The film business is made up of competing companies, and these days, competition tends to be metaphysically cutthroat. You want to be up, and you want your rivals to be down. But that’s not how the film business used to work. It was once more of a rising-tide-lifts-all-boats thing. And the industry today needs to start thinking as one, to unite and slay the beast that is the streaming world. Because streaming is kicking ass in a way that it doesn’t need to.
Just look at the movies that have gone straight to streaming that shouldn’t have, the movies that could have been part of the 100 movies a year needed to feed a thriving industry. Films like “Glass Onion: A Knives Out Mystery” (it played on Netflix but would have done $150 million in theaters). How about “Bridget Jones: Mad About the Boy”? It was a hit in Europe, but was streaming only in the U.S. (on Peacock). How about the sexy and mischievous Glen Powell undercover romantic thriller “Hit Man”? Not to mention “Flora & Son,” “Super/Man: The Christopher Reeve Story” and Adam Sandler’s upcoming “The Waterboy 2” (Netflix again). Are you telling me that in theaters, that wouldn’t kill?
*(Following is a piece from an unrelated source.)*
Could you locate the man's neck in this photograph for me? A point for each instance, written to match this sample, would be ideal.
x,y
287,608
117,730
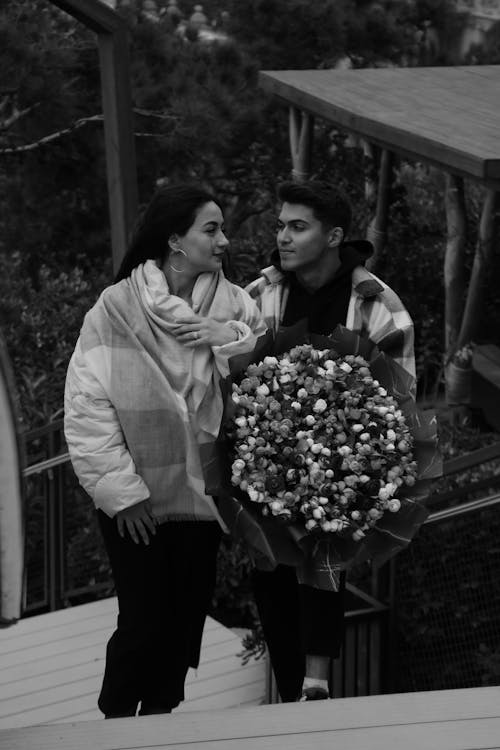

You may have noticed that nearly all the films I just cited are not awards-buzz movies. Those used to be part of the commercial film industry; to a great extent, they no longer are. To the degree that awards films can still become hits (the way “A Complete Unknown” or “Poor Things” did), great; they can be part of the 100. But the films I’m talking about are mostly middlebrow commercial entertainments. The kinds of movies that Hollywood used to market unashamedly to audiences, and still could. We just need 100 movies a year that connect. But to have that, we need an industry that’s devoted to making and exhibiting them. Not an industry that needs therapy because it no longer believes in itself.